I am not known for my powers of memory, but the paradox to that is I am known for remembering the finest details of the strangest things. Like the time when I was a little boy, probably no more than four years old; it was me and my whole family, my parents, my sister, my grandparents, in the basement of our house in Valley Stream, and it was a Sunday, and I’m pretty sure I wanted to go to Nunley’s, the amusement park that was not all that far away. “No, Johnny,” I was told, “we’ll go some other day.” But I heard it as, “We’ll go some Mother’s Day,” and I always thought that some Mother’s Day we’d go to Nunley’s.
As it turns out, we never did go to Nunley’s on a Mother’s Day, though we did go plenty of times outside of Mother’s Day. My favorite ride was the track car ride. Going to Nunley’s was probably a lot more fun for me than it was for anyone else in the family (though they were all pretty good at Skee-Ball compared to me). But these are some of the things you do when you have kids: you do what you can to make them happy, even if it means setting them down in a kid-size slot car that has not one but two steering wheels and watching them as their little car motors around the wooden track, waving at them as they watch you. It seems I was always watching my folks while the car drove me around; I was never watching the road (it’s a good thing those cars were on tracks), although I am pretty sure my hands were always somewhere on the wheel.

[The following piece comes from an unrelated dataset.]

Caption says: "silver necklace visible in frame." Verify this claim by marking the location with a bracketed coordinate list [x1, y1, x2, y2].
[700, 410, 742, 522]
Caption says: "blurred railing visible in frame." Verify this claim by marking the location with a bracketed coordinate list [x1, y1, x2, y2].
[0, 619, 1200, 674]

And so today it is Mother’s Day, and we remember all that our mothers have done for us. We honor them, our mothers given and our mothers chosen, for sometimes there are more than one in our lives. It does take a village, as the saying goes, to raise good children. And so I think of my mother, and my grandmother, and my sister, who all were part of the raising of the me that was a little boy. I hope I was not too much of a handful. It is a job that comes, at times, with little thanks. Like the time I barfed in the car on the Merritt Parkway in Connecticut. Mom took care of that. It was not a pleasant task, but she did it, because when we are small we are not very capable and our moms know this and they look out for us and they take care of all that is not right so that it is, eventually, right again. To all of our mothers on this Mother’s Day: Thank you. A thousand blessings upon you all.

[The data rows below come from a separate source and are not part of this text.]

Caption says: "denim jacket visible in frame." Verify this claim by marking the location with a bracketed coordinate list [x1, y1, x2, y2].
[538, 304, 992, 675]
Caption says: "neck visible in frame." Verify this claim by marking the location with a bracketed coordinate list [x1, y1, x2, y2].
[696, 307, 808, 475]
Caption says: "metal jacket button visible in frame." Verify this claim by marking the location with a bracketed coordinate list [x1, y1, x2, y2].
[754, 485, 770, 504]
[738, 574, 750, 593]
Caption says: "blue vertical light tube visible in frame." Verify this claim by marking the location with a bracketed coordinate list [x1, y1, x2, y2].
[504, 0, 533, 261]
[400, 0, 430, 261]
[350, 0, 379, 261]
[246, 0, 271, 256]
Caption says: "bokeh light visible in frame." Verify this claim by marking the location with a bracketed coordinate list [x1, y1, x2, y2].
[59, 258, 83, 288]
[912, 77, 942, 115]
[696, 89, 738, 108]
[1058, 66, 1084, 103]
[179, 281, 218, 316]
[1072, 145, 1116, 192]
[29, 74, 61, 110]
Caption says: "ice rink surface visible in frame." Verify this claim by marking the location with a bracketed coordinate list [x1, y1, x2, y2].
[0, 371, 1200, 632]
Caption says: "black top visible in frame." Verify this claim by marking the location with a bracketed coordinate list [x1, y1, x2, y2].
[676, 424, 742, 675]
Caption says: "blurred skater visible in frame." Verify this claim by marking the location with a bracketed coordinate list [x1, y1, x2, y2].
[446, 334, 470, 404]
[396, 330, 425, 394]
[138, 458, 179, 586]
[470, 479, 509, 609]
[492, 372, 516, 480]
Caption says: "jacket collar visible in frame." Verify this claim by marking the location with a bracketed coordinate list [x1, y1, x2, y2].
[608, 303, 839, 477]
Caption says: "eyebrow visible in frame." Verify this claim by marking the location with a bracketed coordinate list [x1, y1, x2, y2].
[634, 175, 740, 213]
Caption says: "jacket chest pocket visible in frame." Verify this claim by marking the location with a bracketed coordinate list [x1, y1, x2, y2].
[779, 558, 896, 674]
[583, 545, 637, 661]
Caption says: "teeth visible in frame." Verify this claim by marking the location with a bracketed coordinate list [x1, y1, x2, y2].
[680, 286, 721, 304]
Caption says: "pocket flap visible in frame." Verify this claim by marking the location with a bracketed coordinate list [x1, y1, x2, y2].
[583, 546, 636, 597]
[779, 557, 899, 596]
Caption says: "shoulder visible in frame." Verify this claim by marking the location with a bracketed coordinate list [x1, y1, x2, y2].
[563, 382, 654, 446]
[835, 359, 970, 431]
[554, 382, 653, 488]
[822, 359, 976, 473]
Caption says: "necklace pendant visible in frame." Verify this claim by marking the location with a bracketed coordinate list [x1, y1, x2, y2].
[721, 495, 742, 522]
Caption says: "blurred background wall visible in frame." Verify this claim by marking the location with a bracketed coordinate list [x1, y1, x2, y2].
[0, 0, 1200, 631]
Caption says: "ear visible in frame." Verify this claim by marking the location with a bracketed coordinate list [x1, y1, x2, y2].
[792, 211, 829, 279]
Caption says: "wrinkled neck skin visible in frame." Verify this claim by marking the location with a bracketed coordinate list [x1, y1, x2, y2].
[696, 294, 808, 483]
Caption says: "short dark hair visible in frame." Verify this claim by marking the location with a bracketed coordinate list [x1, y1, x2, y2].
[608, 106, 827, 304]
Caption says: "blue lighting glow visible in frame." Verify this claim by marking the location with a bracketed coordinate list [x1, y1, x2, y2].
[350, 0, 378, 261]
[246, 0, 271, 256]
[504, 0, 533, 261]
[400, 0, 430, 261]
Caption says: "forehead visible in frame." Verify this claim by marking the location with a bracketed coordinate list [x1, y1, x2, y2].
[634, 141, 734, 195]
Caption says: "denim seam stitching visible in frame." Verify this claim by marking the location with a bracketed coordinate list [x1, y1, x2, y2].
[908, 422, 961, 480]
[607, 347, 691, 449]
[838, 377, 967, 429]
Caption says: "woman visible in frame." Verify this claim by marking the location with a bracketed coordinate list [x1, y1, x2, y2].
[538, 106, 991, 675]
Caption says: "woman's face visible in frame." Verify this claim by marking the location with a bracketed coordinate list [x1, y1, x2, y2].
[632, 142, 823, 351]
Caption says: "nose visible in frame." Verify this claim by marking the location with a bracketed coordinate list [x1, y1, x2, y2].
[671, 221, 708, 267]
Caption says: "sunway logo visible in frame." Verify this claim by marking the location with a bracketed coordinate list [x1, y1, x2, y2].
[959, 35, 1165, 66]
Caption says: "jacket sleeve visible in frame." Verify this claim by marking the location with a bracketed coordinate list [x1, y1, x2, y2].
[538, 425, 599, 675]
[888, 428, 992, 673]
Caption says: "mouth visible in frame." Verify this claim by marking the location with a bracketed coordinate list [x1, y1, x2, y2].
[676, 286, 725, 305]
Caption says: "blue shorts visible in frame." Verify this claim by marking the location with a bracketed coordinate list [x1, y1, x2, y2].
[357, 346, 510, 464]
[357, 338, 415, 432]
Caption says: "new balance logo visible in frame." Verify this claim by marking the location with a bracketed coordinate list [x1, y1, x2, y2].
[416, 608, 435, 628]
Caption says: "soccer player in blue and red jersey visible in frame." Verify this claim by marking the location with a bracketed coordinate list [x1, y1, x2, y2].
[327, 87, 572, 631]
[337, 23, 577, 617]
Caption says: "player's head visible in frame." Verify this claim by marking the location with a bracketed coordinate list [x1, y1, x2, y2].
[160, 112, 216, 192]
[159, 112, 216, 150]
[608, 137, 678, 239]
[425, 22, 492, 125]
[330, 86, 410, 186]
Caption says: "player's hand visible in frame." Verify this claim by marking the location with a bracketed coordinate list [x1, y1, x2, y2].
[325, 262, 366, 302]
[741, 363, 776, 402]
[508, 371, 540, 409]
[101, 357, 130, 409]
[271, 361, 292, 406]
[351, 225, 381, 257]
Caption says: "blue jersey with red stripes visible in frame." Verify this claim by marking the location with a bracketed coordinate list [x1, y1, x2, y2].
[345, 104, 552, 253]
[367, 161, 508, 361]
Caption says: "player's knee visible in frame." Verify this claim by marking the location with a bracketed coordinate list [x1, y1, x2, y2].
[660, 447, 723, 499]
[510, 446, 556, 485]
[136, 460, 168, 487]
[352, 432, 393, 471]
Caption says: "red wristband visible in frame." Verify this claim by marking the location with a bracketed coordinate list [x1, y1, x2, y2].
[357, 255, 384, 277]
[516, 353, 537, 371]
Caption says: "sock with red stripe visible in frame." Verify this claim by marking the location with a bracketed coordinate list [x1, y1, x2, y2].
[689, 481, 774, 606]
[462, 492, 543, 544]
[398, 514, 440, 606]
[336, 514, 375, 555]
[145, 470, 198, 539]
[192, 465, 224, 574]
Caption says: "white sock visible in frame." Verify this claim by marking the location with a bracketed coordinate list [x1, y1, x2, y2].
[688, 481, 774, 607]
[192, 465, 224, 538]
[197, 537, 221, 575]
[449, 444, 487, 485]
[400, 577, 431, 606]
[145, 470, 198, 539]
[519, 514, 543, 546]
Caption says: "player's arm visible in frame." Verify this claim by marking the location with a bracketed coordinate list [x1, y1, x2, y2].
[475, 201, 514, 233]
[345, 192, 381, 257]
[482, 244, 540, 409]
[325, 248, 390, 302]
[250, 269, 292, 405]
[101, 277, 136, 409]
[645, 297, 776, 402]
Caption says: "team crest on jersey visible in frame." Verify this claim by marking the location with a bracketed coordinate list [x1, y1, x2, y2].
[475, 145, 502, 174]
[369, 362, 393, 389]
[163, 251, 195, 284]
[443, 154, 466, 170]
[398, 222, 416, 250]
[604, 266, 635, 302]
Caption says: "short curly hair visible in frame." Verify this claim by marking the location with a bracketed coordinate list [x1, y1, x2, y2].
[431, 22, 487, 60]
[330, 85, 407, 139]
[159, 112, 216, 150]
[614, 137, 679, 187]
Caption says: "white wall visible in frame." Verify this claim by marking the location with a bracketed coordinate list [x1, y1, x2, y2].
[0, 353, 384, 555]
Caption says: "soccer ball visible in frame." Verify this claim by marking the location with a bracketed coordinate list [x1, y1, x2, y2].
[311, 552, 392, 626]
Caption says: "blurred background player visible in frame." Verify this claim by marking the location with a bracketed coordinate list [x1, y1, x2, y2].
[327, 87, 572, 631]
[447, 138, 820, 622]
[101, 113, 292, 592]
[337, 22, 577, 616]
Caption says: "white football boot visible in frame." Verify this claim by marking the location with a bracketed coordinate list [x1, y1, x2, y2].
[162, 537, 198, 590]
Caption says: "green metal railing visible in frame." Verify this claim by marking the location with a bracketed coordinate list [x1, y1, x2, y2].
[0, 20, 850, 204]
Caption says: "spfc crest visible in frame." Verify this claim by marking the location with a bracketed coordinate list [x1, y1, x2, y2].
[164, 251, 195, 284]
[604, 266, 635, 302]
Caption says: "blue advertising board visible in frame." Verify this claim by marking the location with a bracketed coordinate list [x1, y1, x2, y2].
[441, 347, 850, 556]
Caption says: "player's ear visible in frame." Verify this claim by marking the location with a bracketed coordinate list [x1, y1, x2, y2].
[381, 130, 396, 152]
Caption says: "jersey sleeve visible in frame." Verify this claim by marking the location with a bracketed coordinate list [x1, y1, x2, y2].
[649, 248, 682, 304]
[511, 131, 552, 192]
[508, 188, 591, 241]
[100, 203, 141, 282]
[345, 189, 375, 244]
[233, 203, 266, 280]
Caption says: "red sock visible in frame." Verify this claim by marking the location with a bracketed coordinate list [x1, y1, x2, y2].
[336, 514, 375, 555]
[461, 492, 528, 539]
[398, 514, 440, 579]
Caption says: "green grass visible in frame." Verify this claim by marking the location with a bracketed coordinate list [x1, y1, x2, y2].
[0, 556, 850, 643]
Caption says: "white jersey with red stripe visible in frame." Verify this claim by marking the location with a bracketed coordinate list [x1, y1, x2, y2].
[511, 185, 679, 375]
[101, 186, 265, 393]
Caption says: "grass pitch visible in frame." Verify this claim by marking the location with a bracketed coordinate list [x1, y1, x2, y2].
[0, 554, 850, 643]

Image: The track car ride at Nunley’s Amusement Park in Baldwin, New York, circa 1960. That’s not me in the picture but ten years later it could’ve been me. Look closely and you’ll see the two steering wheels in each car. The amusement park closed in 1995. Its historic carousel was saved and relocated to Garden City, New York, where it now is part of the Cradle of Aviation Museum. The rest of the rides and amusements were dismantled and sold off piecemeal. They say that now there’s a Pep Boys on the site of Nunley’s, there on Sunrise Highway in Baldwin. So in a way, it’s still about cars. The last time I was there was probably about 1976; it wasn’t long after that that we up and moved away to South Florida.